Grosman finds her calling in field hockey

There’s no way Syracuse women’s basketball coach Marianna Freeman didn’t hear.

Directly behind the Orangewomen’s bench on Feb. 20, 1999, at Villanova, fans with their chests painted “MISSY #5” screamed for their hometown hero to enter the game.

But friends and family that traveled from Wescosville, Pa., to watch Missy Grosman play never got their wish.

Grosman could only turn and smile at the fans as she waited for Freeman to call her into action. But the call never came.

It was one of many heart-wrenching nights for Grosman during her first two years at Syracuse.

Now, the fifth-year senior plays in every game — for the Syracuse field hockey team. She will start on Sept. 29 against Boston College, lining up at back like she always does. She’s found a steady role in field hockey, something she never could do on the hardwood. But there are still times Grosman thinks back to her basketball days.

“People think in field hockey (with me) being tall (6 feet), I must have been a good basketball player,” Grosman said. “It’s a lot tougher than people think. I’m an athlete. I just wanted to play.”

She almost never did, scoring just 18 points her entire basketball career. She averaged only 3.6 minutes per game her sophomore season.

With a rigorous practice schedule and nothing to show for it, Grosman began contemplating quitting the basketball team during her sophomore year, her last on the hardwood.

“It was emotional,” Grosman’s mother, Nancy, said. “Basketball was everything for her. She loved it ever since she started playing.”

But Grosman had many reasons to switch sports.

“I missed (field hockey),” Grosman said. “I didn’t have hard feelings (toward the basketball team), but I had the opportunity to play here.”

The move also teamed Grosman with an old friend from home. SU goaltender Audrey Latsko and Grosman played together at Emmaus High School. The two helped Emmaus win three straight state championships.

So when Grosman decided to move to field hockey, Latsko was excited to have an old high school teammate in front of her.

But high school was the last time Grosman had played field hockey before deciding to make the switch in 2000. Worse yet, she had never played on the Astroturf that covers SU’s Coyne Field — her high school field was grass — and had only a three-month summer to adjust to the faster pace of the college game.

“Basketball is short court and there is a lot more sprinting involved,” Grosman said. “Field hockey is a lot more endurance. Just running long distance is something I had to work on.”

But if there was one thing Grosman had learned from basketball, it was patience.

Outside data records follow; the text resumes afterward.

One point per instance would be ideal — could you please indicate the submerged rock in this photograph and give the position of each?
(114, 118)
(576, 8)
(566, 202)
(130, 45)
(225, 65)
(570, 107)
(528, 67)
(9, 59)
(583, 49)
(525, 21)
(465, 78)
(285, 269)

“It was difficult at first to get all my basic skills back,” Grosman said. “But it kept getting better. (The coaches) made it really easy for me.”

Grosman started every game that first season at sweeper. Her biggest moment came against Connecticut in the Big East semifinals when she stopped a would-be goal.

Last year, Grosman’s production continued to improve. She started all 20 games, scoring eight points and leading a defense that helped Syracuse to a Big East championship.

And even after this, her final year, Grosman doesn’t plan to leave her love for sports on the field. A physical education major, Grosman plans on following in the footsteps of her mother, a coach and gym teacher.

“She took away a lot from basketball,” Nancy Grosman said. “She’s going to give back to the kids what she got from sports.”

Until then, Grosman will try to help Syracuse in any way she can.

“I don’t have too many personal goals,” Grosman said. “What we do as a team is my personal goal. I just want to help my team win.”

She does it through leadership.

“If she sees us kind of flat, she won’t be yelling,” sophomore Ann-Marie Guglieri said. “But she’ll be working hard and everyone feeds off her example.”

“She has a keen sense of competition,” head coach Kathleen Parker said. “It comes out on game day.”

Too bad Grosman never got a chance to show that competitiveness on the court.